The third file is a Python file that binds a function to the its C++ implementation defined above:

example.py
import graph_tool

import libexample

def example(g, vmap=None):
    if vmap is None:
        vmap = g.new_vertex_property("int")
    libexample.example(g._Graph__graph, vmap._get_any())
    return vmap

Finally, the Makefile below facilitates the compilation:

Makefile
CXX=g++
CXXFLAGS=-O3 -fopenmp -std=gnu++17 -Wall -fPIC `pkg-config --cflags --libs graph-tool-py` -shared -DBOOST_ALLOW_DEPRECATED_HEADERS -DNDEBUG
ALL: libexample.so

libexample.so: example.hh example.cc
	${CXX} ${CXXFLAGS} example.cc -o libexample.so

We need to compile the C++ code by typing make:

$ make
g++ -O3 -fopenmp -std=gnu++17 -Wall -fPIC `pkg-config --cflags --libs graph-tool-py` -shared -DBOOST_ALLOW_DEPRECATED_HEADERS -DNDEBUG example.cc -o libexample.so

Now we are ready to call the function above from Python:

from graph_tool.all import *
from example import example

g = collection.data["dolphins"]

example(g, g.vertex_index);
Running on a graph with 62 vertices and 159 edges, with vertex properties given by:
0 1 2 3 4 5 6 7 8 9 10 11 12 13 14 15 16 17 18 19 20 21 22 23 24 25 26 27 28 29 30 31 32 33 34 35 36 37 38 39 40 41 42 43 44 45 46 47 48 49 50 51 52 53 54 55 56 57 58 59 60 61 

Task 1: Modify the code above to store the number of second neighbors to the property map.

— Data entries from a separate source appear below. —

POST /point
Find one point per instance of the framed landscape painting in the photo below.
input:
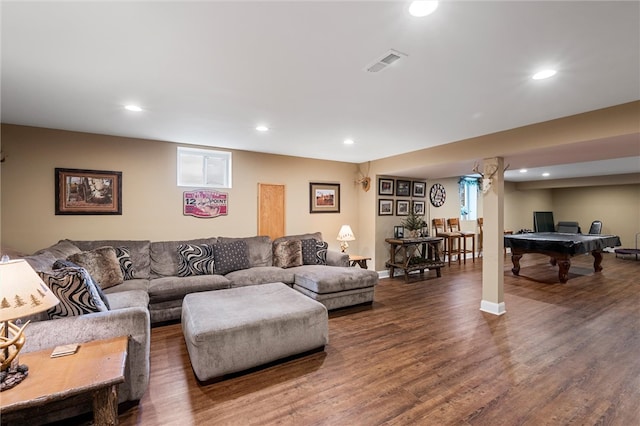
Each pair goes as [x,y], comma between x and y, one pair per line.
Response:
[385,186]
[403,188]
[324,197]
[385,207]
[87,192]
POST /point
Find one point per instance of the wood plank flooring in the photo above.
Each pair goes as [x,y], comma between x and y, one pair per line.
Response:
[425,354]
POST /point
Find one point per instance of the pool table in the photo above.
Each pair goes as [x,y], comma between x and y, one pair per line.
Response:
[560,247]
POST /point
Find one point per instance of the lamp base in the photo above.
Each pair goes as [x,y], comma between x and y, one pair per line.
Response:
[11,378]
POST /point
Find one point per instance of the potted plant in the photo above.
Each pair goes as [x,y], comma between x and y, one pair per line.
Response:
[414,224]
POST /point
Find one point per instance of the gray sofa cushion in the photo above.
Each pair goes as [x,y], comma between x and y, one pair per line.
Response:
[325,279]
[259,249]
[260,275]
[175,288]
[231,257]
[139,250]
[164,256]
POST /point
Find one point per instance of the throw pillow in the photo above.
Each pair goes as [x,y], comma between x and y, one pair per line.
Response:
[231,256]
[102,265]
[61,263]
[195,259]
[287,254]
[314,252]
[76,292]
[123,254]
[321,252]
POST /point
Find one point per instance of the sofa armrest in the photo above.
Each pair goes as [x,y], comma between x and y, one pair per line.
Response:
[336,258]
[133,322]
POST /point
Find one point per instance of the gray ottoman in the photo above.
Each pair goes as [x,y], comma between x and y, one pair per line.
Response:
[337,286]
[227,331]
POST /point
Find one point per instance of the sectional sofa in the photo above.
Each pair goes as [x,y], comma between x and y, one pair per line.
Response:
[149,280]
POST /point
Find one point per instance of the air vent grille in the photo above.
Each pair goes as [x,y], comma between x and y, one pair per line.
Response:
[385,60]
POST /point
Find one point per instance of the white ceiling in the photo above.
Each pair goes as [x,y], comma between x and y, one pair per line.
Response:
[208,72]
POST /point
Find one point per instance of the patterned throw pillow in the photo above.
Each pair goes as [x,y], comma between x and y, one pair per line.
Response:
[76,291]
[61,263]
[231,257]
[321,252]
[314,252]
[123,254]
[195,259]
[287,254]
[102,264]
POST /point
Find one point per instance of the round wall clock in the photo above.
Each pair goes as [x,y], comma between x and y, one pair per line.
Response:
[437,195]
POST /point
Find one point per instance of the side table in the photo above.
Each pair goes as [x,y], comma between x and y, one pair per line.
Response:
[96,368]
[358,260]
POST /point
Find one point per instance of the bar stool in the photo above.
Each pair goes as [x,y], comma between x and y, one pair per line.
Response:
[454,226]
[451,239]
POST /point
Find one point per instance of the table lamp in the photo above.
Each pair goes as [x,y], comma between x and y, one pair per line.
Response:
[345,234]
[22,293]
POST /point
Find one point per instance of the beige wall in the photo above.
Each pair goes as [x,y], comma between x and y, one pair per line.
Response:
[152,203]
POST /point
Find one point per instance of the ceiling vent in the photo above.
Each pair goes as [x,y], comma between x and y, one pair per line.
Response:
[385,60]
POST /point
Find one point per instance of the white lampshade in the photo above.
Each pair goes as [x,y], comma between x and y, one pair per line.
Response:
[22,292]
[345,234]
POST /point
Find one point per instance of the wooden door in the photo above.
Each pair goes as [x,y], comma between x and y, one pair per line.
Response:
[271,210]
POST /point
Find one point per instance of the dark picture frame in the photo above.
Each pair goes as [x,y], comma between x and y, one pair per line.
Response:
[385,186]
[385,207]
[402,207]
[88,192]
[324,197]
[403,188]
[419,189]
[418,208]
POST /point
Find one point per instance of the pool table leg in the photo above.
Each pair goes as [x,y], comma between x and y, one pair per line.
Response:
[597,260]
[515,259]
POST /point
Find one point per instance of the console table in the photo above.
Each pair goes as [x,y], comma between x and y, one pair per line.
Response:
[96,368]
[414,254]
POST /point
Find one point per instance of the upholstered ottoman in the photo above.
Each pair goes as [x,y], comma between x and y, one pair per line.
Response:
[227,331]
[336,287]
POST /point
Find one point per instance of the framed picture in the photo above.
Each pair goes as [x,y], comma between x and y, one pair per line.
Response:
[419,189]
[385,207]
[385,187]
[324,197]
[88,192]
[418,208]
[403,188]
[402,208]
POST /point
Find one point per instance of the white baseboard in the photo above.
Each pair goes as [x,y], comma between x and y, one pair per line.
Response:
[492,307]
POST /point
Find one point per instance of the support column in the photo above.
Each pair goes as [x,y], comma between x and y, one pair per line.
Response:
[493,238]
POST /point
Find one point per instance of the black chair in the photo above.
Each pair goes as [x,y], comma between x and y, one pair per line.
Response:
[596,227]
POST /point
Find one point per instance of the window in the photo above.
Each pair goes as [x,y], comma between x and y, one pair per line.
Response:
[204,168]
[468,198]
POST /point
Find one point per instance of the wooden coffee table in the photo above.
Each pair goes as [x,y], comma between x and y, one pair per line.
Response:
[96,368]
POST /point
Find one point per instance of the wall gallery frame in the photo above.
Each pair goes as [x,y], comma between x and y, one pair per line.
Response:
[419,189]
[403,188]
[385,207]
[402,208]
[88,192]
[385,186]
[324,197]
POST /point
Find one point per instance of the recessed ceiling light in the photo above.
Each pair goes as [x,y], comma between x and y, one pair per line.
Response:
[541,75]
[422,8]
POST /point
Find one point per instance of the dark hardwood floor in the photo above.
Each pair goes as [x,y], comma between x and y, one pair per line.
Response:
[425,354]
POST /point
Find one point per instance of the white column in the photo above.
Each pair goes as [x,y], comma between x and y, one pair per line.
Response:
[493,238]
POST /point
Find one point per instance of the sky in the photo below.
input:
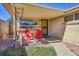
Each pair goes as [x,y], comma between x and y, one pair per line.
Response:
[4,15]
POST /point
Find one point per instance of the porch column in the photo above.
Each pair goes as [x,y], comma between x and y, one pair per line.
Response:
[14,25]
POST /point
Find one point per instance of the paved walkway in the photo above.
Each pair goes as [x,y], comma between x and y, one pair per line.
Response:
[62,50]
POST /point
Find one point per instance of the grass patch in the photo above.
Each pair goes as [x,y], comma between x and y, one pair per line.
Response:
[14,52]
[40,51]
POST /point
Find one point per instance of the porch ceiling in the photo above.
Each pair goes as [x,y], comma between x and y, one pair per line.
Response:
[32,11]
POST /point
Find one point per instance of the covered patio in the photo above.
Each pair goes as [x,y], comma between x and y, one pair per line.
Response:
[33,12]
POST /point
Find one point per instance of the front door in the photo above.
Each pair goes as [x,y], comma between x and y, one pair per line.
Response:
[44,24]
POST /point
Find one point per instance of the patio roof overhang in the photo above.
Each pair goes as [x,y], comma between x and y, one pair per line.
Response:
[31,11]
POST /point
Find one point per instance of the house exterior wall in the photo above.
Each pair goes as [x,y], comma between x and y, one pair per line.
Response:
[72,33]
[56,27]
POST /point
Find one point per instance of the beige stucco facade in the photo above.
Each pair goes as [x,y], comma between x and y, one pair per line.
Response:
[72,33]
[56,27]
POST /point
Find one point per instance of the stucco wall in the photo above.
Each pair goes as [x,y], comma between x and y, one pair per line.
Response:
[56,27]
[72,33]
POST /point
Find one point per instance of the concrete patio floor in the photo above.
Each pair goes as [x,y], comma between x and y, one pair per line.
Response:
[62,50]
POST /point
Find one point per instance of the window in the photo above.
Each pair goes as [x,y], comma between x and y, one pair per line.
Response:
[77,16]
[68,18]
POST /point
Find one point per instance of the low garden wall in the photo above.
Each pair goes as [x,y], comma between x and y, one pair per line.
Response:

Task 2: Modify the code above to store for each vertex a vector with the 10 closest neighbors.

Task 3: Modify the code above to store the PageRank to the property map.

Task 4: Modify the code above so that the function returns true if the graph is bipartite.

Add your solution here as a link to a gitlab repository.

Task 5: Modify the code above so that the function returns performs some computation if the graph is undirected and another if it is directed.

Add your solution here as a link to a gitlab repository.